In these terms, infiniteness is a purely negative property: there exists no mapping of such-and-such a nature. But infinite sets can be investigated, and hierarchies of ordinals and cardinals of various infinite sizes can be found. The term 'transfinite' means essentially the same as 'infinite', but with a positive sense that bijections can be found between the infinite set and some well-defined transfinite size.
The existence of infinite sets does not follow from the axioms of set theory used to construct finite sets: it requires a special Axiom of Infinity to assert explicitly that a certain infinite set (the set of the natural numbers) exists.
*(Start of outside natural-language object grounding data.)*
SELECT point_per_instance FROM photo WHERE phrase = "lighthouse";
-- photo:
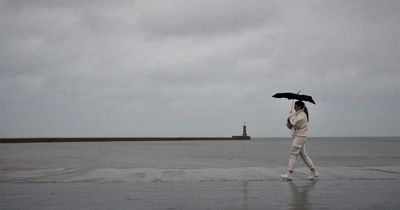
(244, 135)
(244, 129)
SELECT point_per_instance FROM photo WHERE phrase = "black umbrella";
(297, 96)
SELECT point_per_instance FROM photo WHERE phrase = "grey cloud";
(187, 18)
(196, 68)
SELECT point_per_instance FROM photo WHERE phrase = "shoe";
(313, 175)
(287, 176)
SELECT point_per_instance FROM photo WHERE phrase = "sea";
(257, 152)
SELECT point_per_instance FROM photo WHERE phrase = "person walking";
(298, 123)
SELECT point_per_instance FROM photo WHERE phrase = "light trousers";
(299, 151)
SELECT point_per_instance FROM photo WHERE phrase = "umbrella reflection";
(299, 196)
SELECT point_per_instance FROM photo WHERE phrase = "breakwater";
(110, 139)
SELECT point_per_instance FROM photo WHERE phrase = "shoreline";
(114, 139)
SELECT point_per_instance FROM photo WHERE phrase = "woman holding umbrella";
(298, 122)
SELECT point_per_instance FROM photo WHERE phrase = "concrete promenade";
(213, 188)
(198, 175)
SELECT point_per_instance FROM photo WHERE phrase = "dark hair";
(303, 107)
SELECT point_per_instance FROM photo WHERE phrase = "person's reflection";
(300, 195)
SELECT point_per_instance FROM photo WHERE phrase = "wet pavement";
(199, 175)
(238, 188)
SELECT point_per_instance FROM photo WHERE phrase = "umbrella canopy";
(291, 96)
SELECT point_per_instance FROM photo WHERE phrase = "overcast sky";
(197, 67)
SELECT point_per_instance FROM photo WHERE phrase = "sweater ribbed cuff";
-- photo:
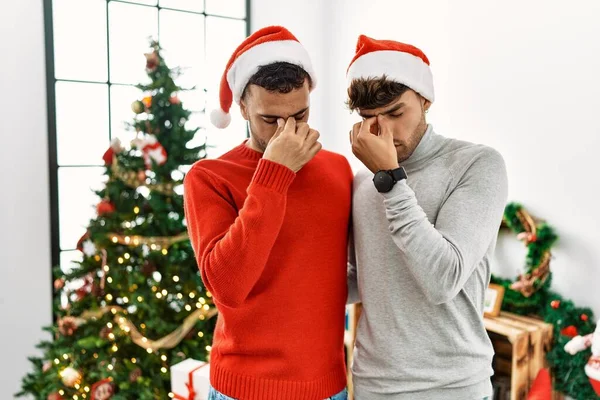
(246, 387)
(273, 176)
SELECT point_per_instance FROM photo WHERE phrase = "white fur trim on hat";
(220, 118)
(249, 62)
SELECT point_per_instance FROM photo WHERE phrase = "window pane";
(68, 259)
(77, 201)
(229, 8)
(189, 5)
(81, 123)
(80, 39)
(223, 36)
(182, 40)
(130, 27)
(148, 2)
(121, 98)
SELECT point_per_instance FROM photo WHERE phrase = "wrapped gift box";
(190, 380)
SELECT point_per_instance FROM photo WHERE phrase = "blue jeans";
(214, 395)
The nineteenth-century mathematician Richard Dedekind formulated a different definition of the infinite: a set is said to be infinite if there is a bijection from itself to a proper subset of itself. An infinite set is the same size as something smaller than itself, just as there are the same number of even numbers as natural numbers, or numbers in {2, 3, 4, ...}. This is the basis for the Hilbert Hotel metaphor.
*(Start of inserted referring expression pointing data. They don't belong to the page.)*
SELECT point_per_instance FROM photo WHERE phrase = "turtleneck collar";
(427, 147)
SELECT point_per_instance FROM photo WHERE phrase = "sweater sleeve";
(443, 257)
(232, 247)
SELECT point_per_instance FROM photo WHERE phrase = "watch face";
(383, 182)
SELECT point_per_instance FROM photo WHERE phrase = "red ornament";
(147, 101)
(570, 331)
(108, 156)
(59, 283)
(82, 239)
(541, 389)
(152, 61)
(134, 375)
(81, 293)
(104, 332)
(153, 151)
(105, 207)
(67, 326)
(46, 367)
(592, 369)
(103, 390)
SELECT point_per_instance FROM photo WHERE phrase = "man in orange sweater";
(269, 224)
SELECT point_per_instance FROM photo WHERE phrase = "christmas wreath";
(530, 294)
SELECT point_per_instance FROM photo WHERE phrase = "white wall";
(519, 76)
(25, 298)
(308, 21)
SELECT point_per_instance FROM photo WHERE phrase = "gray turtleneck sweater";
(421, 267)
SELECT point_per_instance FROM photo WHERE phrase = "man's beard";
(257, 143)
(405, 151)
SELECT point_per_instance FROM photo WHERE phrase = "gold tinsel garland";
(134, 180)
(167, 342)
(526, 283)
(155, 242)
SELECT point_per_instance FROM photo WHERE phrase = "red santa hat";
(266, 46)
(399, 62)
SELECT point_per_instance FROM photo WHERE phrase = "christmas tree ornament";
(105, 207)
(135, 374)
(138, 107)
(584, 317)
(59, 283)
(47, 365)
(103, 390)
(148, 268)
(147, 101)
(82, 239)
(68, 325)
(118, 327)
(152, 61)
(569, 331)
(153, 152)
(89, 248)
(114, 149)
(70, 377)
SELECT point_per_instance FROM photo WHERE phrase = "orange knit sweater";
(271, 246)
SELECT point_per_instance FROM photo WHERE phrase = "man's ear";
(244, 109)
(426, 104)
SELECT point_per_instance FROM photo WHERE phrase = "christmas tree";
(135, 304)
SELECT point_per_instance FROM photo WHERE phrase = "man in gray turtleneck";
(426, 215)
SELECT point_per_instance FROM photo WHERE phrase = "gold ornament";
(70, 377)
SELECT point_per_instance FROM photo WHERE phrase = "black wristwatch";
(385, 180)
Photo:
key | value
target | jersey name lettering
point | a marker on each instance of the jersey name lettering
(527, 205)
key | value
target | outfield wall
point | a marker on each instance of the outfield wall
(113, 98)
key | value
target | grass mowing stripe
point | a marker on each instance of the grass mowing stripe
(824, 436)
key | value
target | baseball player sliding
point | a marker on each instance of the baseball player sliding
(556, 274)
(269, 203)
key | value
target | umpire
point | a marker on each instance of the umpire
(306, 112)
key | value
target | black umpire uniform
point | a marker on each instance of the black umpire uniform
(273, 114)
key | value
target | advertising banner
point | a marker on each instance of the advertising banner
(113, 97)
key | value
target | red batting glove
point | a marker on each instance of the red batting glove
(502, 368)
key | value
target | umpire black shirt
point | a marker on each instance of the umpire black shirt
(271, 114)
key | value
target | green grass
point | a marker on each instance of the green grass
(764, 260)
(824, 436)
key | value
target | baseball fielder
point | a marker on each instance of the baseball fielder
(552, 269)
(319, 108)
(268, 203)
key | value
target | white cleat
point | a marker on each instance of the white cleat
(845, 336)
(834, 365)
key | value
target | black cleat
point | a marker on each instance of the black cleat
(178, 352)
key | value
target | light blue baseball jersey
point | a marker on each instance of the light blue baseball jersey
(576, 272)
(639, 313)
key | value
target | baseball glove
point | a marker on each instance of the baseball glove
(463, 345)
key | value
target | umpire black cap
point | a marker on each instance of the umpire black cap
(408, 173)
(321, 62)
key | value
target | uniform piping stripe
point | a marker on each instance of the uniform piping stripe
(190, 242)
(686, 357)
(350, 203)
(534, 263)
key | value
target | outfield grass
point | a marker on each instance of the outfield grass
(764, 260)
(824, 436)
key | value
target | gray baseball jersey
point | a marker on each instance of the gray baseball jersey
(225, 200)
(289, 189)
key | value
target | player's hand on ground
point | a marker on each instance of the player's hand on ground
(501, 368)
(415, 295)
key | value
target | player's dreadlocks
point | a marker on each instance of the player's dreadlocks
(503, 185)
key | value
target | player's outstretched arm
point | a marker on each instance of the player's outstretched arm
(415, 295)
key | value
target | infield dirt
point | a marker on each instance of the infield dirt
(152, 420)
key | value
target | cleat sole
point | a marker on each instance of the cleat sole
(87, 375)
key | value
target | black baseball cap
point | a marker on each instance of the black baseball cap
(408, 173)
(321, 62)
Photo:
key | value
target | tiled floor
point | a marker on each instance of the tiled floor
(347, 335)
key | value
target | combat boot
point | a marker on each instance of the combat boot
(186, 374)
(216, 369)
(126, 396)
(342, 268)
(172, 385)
These two definitions are equivalent for a set S if the set can be well-ordered, that is (roughly) arranged so that it begins at one end and goes onwards, the way {0, 1, 2, ...} does. If S is infinite, map each finite n-th element to the (n+1)-th, and thus construct a bijection from S to itself without its 0-th element.
So if all sets are well-orderable, 'infinite' and what is now called 'Dedekind infinite' are equivalent. However, this condition is the Well Ordering Theorem, and is equivalent to the Axiom of Choice, so doesn't follow from plain ZF axioms.
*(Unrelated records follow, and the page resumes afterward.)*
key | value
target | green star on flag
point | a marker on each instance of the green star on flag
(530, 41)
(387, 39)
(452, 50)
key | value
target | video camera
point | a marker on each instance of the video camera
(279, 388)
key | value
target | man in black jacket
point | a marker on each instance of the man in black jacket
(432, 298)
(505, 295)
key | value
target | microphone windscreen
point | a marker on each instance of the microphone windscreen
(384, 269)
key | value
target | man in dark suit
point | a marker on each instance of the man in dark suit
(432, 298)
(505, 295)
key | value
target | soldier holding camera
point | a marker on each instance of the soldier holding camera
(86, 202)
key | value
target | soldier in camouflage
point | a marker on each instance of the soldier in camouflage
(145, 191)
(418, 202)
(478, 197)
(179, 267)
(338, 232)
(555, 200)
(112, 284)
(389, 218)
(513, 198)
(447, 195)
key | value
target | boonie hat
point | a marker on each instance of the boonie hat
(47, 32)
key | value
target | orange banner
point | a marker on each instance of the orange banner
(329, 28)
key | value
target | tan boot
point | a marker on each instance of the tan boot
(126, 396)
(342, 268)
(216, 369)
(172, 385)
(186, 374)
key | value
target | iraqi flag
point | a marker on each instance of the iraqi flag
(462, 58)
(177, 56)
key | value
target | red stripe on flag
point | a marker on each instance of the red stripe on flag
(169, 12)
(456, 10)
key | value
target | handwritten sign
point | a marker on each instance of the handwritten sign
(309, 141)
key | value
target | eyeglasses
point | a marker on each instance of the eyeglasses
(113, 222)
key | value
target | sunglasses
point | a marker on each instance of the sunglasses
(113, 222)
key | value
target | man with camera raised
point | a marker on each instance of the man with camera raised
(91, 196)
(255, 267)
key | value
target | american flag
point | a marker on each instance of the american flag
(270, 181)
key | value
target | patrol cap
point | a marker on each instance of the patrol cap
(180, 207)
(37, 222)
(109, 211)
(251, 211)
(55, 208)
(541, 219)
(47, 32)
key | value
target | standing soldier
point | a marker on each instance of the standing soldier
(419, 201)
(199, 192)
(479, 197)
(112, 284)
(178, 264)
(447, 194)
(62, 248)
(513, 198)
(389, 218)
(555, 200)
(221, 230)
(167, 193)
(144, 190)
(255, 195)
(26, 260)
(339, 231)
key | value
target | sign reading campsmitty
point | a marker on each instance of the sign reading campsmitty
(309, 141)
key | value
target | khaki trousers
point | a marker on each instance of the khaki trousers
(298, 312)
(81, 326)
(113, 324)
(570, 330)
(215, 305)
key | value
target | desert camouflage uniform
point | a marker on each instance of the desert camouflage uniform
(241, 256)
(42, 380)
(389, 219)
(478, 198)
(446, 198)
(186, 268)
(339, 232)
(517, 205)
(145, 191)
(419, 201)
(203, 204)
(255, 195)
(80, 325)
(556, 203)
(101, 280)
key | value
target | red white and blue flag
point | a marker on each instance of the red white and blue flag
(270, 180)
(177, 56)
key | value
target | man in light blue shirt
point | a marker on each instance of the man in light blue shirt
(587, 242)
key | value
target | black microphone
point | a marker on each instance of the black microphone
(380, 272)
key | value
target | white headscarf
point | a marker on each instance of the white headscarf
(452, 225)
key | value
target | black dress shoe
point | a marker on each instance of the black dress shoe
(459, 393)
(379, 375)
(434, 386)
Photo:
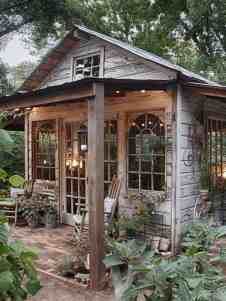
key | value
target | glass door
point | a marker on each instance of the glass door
(75, 172)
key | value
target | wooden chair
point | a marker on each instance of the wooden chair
(110, 206)
(27, 193)
(8, 208)
(111, 200)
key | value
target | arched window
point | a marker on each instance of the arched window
(44, 150)
(146, 153)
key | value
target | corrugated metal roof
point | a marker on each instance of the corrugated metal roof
(146, 55)
(56, 54)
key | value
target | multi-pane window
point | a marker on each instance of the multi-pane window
(110, 152)
(44, 149)
(88, 66)
(75, 166)
(146, 154)
(216, 150)
(75, 163)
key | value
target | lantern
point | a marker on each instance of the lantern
(83, 140)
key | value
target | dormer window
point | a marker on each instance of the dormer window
(87, 66)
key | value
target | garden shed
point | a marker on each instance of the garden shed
(95, 108)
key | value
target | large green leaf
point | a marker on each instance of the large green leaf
(112, 260)
(6, 142)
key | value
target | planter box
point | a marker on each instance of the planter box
(14, 192)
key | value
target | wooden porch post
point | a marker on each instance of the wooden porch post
(96, 184)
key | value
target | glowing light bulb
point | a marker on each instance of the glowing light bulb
(75, 163)
(81, 164)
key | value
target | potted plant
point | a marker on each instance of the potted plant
(31, 215)
(204, 180)
(50, 217)
(29, 210)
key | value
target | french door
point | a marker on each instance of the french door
(75, 166)
(75, 174)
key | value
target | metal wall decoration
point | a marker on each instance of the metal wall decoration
(146, 153)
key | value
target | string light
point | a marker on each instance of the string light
(81, 164)
(75, 163)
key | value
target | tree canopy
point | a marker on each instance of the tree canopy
(189, 32)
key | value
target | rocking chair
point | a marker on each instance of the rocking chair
(110, 206)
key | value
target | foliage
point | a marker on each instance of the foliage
(16, 181)
(5, 86)
(12, 147)
(139, 274)
(18, 277)
(199, 236)
(36, 208)
(19, 73)
(187, 32)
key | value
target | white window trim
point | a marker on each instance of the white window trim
(86, 54)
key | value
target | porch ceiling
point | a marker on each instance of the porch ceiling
(79, 90)
(207, 90)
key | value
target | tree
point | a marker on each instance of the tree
(5, 87)
(19, 73)
(42, 16)
(170, 28)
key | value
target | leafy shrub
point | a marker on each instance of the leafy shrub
(139, 274)
(18, 277)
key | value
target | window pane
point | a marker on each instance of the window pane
(86, 67)
(113, 170)
(133, 163)
(132, 146)
(146, 182)
(68, 205)
(146, 153)
(44, 149)
(133, 180)
(159, 182)
(146, 166)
Non-mathematicians get all het up about 'infinity', as if it should be a strange kind of thing you could see or a place you could get to. (And all the writeups are over there.) But mathematicians don't use 'infinity' that way. There are sets that are infinite: it's a property of the set. Some of these sets can be used as sizes by which to measure other sets, so are in effect something like numbers. But the infiniteness is still a property. There's no one final or unique infinity that can be defined as any kind of mathematical thing.
Talk of infinite things is common; technical talk of 'infinity' is not, except in one usage: the limit as a variable goes to infinity. This means as it goes on forever, as it keeps going without stopping. It does not mean that it goes until it gets to a kind of place called infinity, then stops there. The whole point of the infinite is that you don't stop. You don't ever get to anything that can be labelled with the noun 'infinity'.
About the one exception to this is in the construction of a Riemann sphere, where a point is added to the complex plane, which is then wrapped round and joined to it. This point is labelled infinity, and does roughly correspond to the intuitive notion of being a thing at an infinite distance—except that, unintuitively, it's at that distance in whichever direction you go.